La primera escena coloca al espectador en un terreno inseguro y lleno de fantasmas. Fantasmas muy personales. No está claro qué vemos, nada se dice sobre ella (parece una mujer), no hay pistas sobre la función que ha de cumplir en la historia que vendrá. Un ser (quizá humano, o solo un mito) con la piel arrasada se mueve en un espacio sin dueño entre la vigilia y el sueño, entre la oscuridad y la luz. Se diría que, como mantenía San Juan de la Cruz, el viaje que de entrada propone la georgiana Dea Kulumbegashvili no es tanto para ver como para no ver. La idea es llamar a la parte de atrás de la conciencia y de la mirada, donde habitan los monstruos. La siguiente secuencia es un parto. Y su presentación frontal deja poco espacio para la elucubración: todo está a la vista, todo sangra, todo se ofrece de manera tan natural que se hace carne sobre la pantalla. Carne que tras un instante de furia, muere.

Digamos que el prodigio reside en el contraste, en la forma en la que esas dos escenas se miran una a otra, desde un lado y otro de la mirada. La directora del milagro que fue ‘Beginning’, cinta con la que consiguió la Concha de Oro en San Sebastián, insiste ahora en su segunda película con un relato mucho más terrenal, embarrado y, si se quiere, transparente. Y duro, durísimo. La historia es sencilla. Tras la muerte de un recién nacido durante ese parto por fuerza de dolor, la ginecóloga, Nina, se ve sometida a un inquisitorial escrutinio entre rumores de que practica abortos ilegales a quienes lo necesitan.

Sobre una pantalla cuadrada, la protagonista inicia su particular descenso a un infierno compartido que tiene mucho de huida de sí misma. El periplo es a través de la noche más oscura del alma y de Georgia. NIna (soberbia y profunda Ia Sukhitashvili) busca sexo, lo encuentra, lo rechaza, la rechazan. Ayuda a las mujeres que nada saben de su cuerpo sometido. Y mientras, viaja por un abismo perfecto que igual llama a la brutalidad que a la magia, al descubrimiento que al miedo. Las imágenes perdidas en el fondo de las retinas se abrazan con la claridad de sangre y vómito de un aborto filmado como nunca antes. Es decir, desde el interior de la conciencia, de la conciencia femenina que tantas veces se ha negado.

Es imposible no trazar líneas de contacto entre la propuesta de la directora georgiana y el cine, por ejemplo, del mexicano Carlos Reygadas. De la mano de una descomunal actriz protagonista, la cineasta acierta a rastrear en lo más crudo de lo que nunca se cuenta: esa otra parte que no tiene que ver tanto con la humillación de la mujer como un accidente corregible de la historia, sino con la propia estructura de una sociedad que ha depositado en precisamente esa humillación su propia razón de ser. Y eso vale para todo: desde la cotidianidad más banal a la propia raíz de la medicina en general y de la ginecología muy en particular.
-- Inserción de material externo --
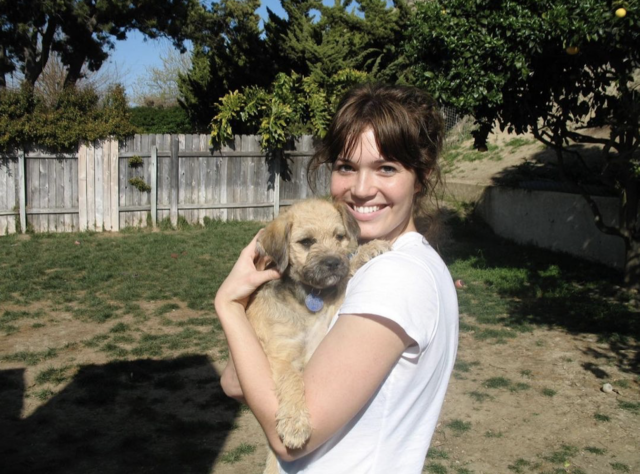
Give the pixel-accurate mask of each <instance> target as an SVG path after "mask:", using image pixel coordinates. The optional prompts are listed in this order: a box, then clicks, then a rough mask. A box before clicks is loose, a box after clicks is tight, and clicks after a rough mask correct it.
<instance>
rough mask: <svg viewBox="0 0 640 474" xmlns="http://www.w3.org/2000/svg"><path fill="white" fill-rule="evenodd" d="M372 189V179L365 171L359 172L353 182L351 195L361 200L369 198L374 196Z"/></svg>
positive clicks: (372, 181)
mask: <svg viewBox="0 0 640 474" xmlns="http://www.w3.org/2000/svg"><path fill="white" fill-rule="evenodd" d="M374 189H375V186H374V183H373V177H372V176H371V175H370V174H369V173H367V172H366V171H364V172H363V171H360V172H359V173H357V175H356V179H355V180H354V183H353V188H352V189H351V194H353V195H354V196H357V197H361V198H364V197H369V196H372V195H373V194H375V192H374Z"/></svg>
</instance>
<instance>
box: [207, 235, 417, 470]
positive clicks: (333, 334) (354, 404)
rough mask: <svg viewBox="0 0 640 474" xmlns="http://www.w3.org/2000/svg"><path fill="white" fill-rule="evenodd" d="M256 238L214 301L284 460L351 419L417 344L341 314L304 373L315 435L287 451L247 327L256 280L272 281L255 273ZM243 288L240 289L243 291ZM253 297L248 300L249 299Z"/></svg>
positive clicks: (322, 440) (370, 397)
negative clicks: (247, 301)
mask: <svg viewBox="0 0 640 474" xmlns="http://www.w3.org/2000/svg"><path fill="white" fill-rule="evenodd" d="M255 257H256V253H255V239H254V241H253V242H252V243H251V244H250V245H249V246H248V247H247V248H246V249H245V250H243V253H242V254H241V256H240V258H239V260H238V262H237V263H236V266H234V269H233V270H232V272H231V273H230V275H229V277H228V278H227V280H225V282H224V283H223V284H222V286H221V287H220V290H219V291H218V294H217V295H216V312H217V313H218V317H219V318H220V321H221V323H222V327H223V330H224V331H225V334H226V336H227V341H228V344H229V350H230V352H231V356H232V358H233V364H234V366H235V371H236V374H237V379H238V381H239V385H240V388H241V392H242V394H243V395H244V398H245V399H246V402H247V404H248V405H249V407H250V408H251V410H252V411H253V413H254V415H255V416H256V418H257V419H258V422H259V423H260V425H261V426H262V429H263V430H264V432H265V434H266V436H267V439H268V441H269V444H270V445H271V447H272V449H273V450H274V451H275V453H276V454H277V455H278V457H280V458H281V459H282V460H285V461H291V460H294V459H297V458H299V457H302V456H304V455H306V454H308V453H310V452H312V451H313V450H315V449H316V448H318V447H319V446H320V445H322V444H323V443H324V442H326V441H327V440H328V439H329V438H330V437H331V436H332V435H333V434H334V433H336V431H337V430H338V429H340V428H341V427H342V426H344V425H345V424H346V423H347V422H348V421H349V420H351V419H352V418H353V417H354V416H355V415H356V414H357V413H358V412H359V411H360V409H361V408H362V407H363V406H364V405H365V404H366V403H367V401H368V400H369V399H370V398H371V396H372V395H373V394H374V393H375V391H376V390H377V389H378V387H380V385H381V384H382V382H383V381H384V379H385V377H386V376H387V375H388V373H389V372H390V370H391V369H392V367H393V366H394V365H395V363H396V362H397V361H398V359H399V357H400V356H401V354H402V352H403V351H404V350H405V349H406V347H408V346H409V345H410V344H412V343H413V340H412V339H411V338H409V336H407V334H406V333H405V332H404V330H402V329H401V328H400V326H398V325H397V324H396V323H394V322H392V321H390V320H387V319H385V318H381V317H378V316H375V315H342V316H341V317H340V318H339V319H338V321H337V322H336V324H335V325H334V327H333V328H332V329H331V331H329V333H328V334H327V336H326V337H325V338H324V339H323V341H322V342H321V343H320V346H319V347H318V349H317V350H316V352H315V353H314V355H313V357H312V358H311V360H310V361H309V364H308V365H307V367H306V369H305V373H304V381H305V396H306V402H307V406H308V408H309V413H310V416H311V423H312V426H313V431H312V434H311V437H310V439H309V441H308V443H307V444H306V445H305V446H304V447H303V448H301V449H298V450H290V449H287V448H286V447H285V446H284V445H283V444H282V442H281V440H280V439H279V437H278V435H277V432H276V429H275V426H276V420H275V413H276V411H277V409H278V400H277V398H276V396H275V391H274V384H273V381H272V379H271V370H270V367H269V362H268V360H267V358H266V355H265V354H264V351H263V350H262V346H261V345H260V342H259V341H258V338H257V336H256V334H255V332H254V331H253V328H252V327H251V325H250V324H249V322H248V320H247V318H246V314H245V308H246V301H247V298H248V296H249V295H250V294H251V293H252V292H253V291H255V289H257V288H258V286H259V285H257V286H255V283H256V282H258V281H263V282H265V281H268V280H269V279H273V278H274V277H277V273H272V274H270V275H265V274H264V272H261V271H260V270H258V269H256V268H255V265H254V263H253V262H254V260H255ZM241 289H242V290H241ZM248 290H251V291H250V292H249V293H248V294H246V292H247V291H248Z"/></svg>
La cámara se detiene en cada plano consciente de su capacidad de revelar lo que la mirada rutinaria y cotidiana esconde. No es contemplación, es revelación. El esfuerzo de ‘April’ no es discursivo. Su idea no es relatar el padecimiento de una mujer en medio de un escenario de opresión. Mucho más ambicioso, el objetivo es alcanzar la estructura misma de la mirada y describir el sinsentido de cada gesto que consiente, promueve y protege la ignominia, la ofensa y el miedo. No es cine tanto para la acción política inmediata como para la transformación de todo, empezando por la forma de mirar, la manera de comprender.

Al final, vuelve a aparecer el ser. Es una mujer. Ya lo sabemos. Pero en verdad es un fantasma doliente colocado en el centro, como metáfora y elipsis, de una película descomunal anegada de la sangre de dos partos (el segundo con la herida abierta de una cesárea) y castigada por la misma sangre de un aborto. Ver para no ver. No ver para ver mucho más claro. Qué precioso León de Oro, por cierto.